Feat: Implement Full-Rank VI #720

gil2rok · 2024-08-14T21:08:02Z

Implement variational inference (VI) with full-rank Gaussian approximation

While mean-field VI learns a Gaussian approximation $N(\mu, \sigma I)$ with diagonal covariance $\sigma I$, full-rank VI learns a Gaussian approximation $N(\mu, \Sigma)$ with full-rank covariance $\Sigma$.

We use the Cholesky decomposition $\Sigma = C C^T$ parameterized by the log standard deviation $\rho$ and lower triangle matrix $L$ such that $C = \exp(\rho) + L$. This (1) ensures $\Sigma$ remains symmetric and positive-definite during optimization ¹ and (2) admits better sampling and log density computation (with improved time complexity, space complexity, and numerical stability)². Thus the full-rank Gaussian is parameterized by $(\mu, \rho, L)$.

To-Do:

Support arbitrary PyTrees instead of just arrays
Decide on format for lower triangular matrix $L$ ($n$-length flattened array vs dense $2D$ array for $n = d(d+1)/2$)
Confirm initialization strategy from standard normal
Write tests (current test fails)

Automatic Differentiation Variational Inference Section 2.4 ↩
Lecture notes ↩

gil2rok · 2024-08-14T21:12:01Z

@junpenglao I am trying to better grok JAX's PyTrees. I would love specific feedback on how to support PyTrees instead of just JAX arrays in my code. I believe this mostly affects my init(), _sample(), and generate_fullrank_logdensity() functions.

For example, consider my sampling implementation vs that in meanfield_vi.py:

def _sample(rng_key, mu, rho, L, num_samples):
    cholesky = jnp.tril(L, k=-1) + jnp.diag(jnp.exp(L))
    eps = jax.random.normal(rng_key, (num_samples,) + mu.shape)
    return mu + eps @ cholesky.T

def _sample(rng_key, mu, rho, num_samples):
    sigma = jax.tree.map(jnp.exp, rho)
    mu_flatten, unravel_fn = jax.flatten_util.ravel_pytree(mu)
    sigma_flat, _ = jax.flatten_util.ravel_pytree(sigma)
    flatten_sample = (
        jax.random.normal(rng_key, (num_samples,) + mu_flatten.shape) * sigma_flat
        + mu_flatten
    )
    return jax.vmap(unravel_fn)(flatten_sample)

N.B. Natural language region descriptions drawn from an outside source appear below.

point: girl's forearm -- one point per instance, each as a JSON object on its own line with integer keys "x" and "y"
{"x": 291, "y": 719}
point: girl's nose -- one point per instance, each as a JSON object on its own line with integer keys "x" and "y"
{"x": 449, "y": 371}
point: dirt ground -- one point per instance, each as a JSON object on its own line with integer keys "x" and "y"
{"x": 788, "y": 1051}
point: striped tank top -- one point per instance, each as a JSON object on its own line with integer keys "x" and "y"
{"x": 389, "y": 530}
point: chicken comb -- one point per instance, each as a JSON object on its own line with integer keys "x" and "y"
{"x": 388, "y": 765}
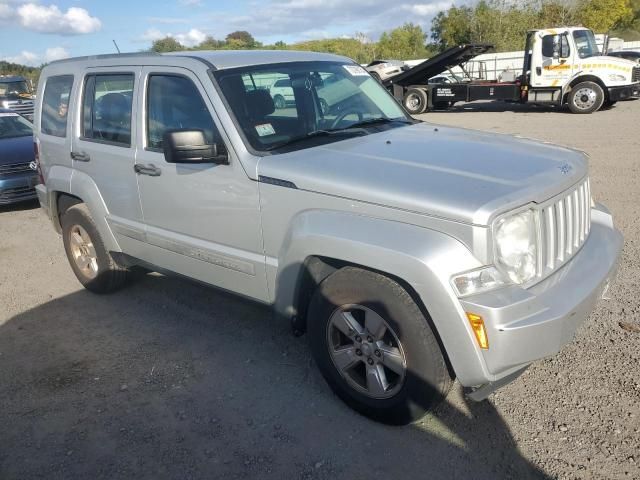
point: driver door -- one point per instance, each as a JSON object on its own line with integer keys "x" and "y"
{"x": 201, "y": 220}
{"x": 552, "y": 65}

How + why would I change my code? Any resource recommendations would be greatly appreciated.

junpenglao

PyTree with covariate matrix is a headache to deal with. I suggest you take a look at how pathfinder deal with it internally: basically all the state parameter is represented as flatten array, and you only unflatten at the end. Considering what you have right now already assume everything is a flatten array, you just need to add the flatten and unflatten part.

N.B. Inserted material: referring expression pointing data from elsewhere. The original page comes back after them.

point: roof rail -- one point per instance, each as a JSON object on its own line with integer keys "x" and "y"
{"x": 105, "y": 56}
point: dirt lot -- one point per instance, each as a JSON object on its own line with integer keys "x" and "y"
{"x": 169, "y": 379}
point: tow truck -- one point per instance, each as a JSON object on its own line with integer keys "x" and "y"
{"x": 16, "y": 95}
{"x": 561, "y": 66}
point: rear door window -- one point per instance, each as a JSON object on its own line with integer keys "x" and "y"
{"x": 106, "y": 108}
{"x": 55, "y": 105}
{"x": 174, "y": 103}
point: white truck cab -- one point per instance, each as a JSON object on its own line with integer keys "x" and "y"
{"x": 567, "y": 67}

junpenglao · 2024-08-15T05:09:18Z

blackjax/vi/fullrank_vi.py

+def generate_fullrank_logdensity(mu, rho, L):
+    cholesky = jnp.tril(L, k=-1) + jnp.diag(jnp.exp(L))
+    log_det = 2 * jnp.sum(rho)
+    const = -0.5 * mu.shape[-1] * jnp.log(2 * jnp.pi)
+
+    def fullrank_logdensity(position):
+        y = jsp.linalg.solve_triangular(cholesky, position - mu, lower=True)
+        mahalanobis_dist = jnp.sum(y ** 2, axis=-1)
+        return const - 0.5 * log_det - 0.5 * mahalanobis_dist
+
+    return fullrank_logdensity


Why not use multivariate_normal.logpdf from JAX?

I wanted to avoid computing the inverse and log determinant of the covariance matrix $\Sigma$ by using the Cholesky factor when computing the logpdf.

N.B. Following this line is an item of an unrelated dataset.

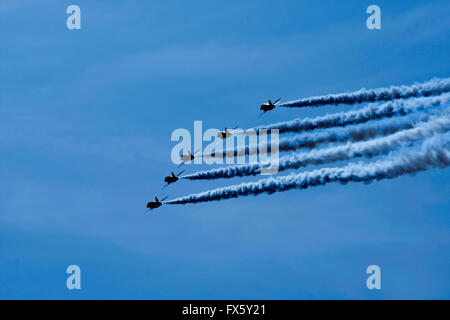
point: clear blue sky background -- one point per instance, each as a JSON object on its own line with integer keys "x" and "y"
{"x": 85, "y": 124}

Does jax.random.multivariate_normal.logpdf take Cholesky factors as input? I want to avoid needing to compute the covariance matrix $\Sigma = C C^T$, and then pass it into JAX's multivariate normal which separates it back into the Cholesky factor $C$.

From https://jax.readthedocs.io/en/latest/_autosummary/jax.random.multivariate_normal.html it appears the multivariate normal log density only accepts the covariance as a dense matrix!

See jax-ml/jax#11386. Thoughts on tradeoff btwn readability (with JAX's multivariate normal) and speed (custom implementation)?

gil2rok · 2024-08-15T19:10:09Z

A couple notes about the Cholesky factor:

I believe my implementation is incorrect. I compute the $d \times d$ Cholesky factor as $C = \exp(\rho) + L$ for log standard deviation $\rho$ and lower triangle matrix $L$. However, I store $L$ as a $d \times d$ matrix instead of just the lower triangle:

L = jax.tree.map(lambda x: jnp.zeros((*x.shape, x.shape)), position)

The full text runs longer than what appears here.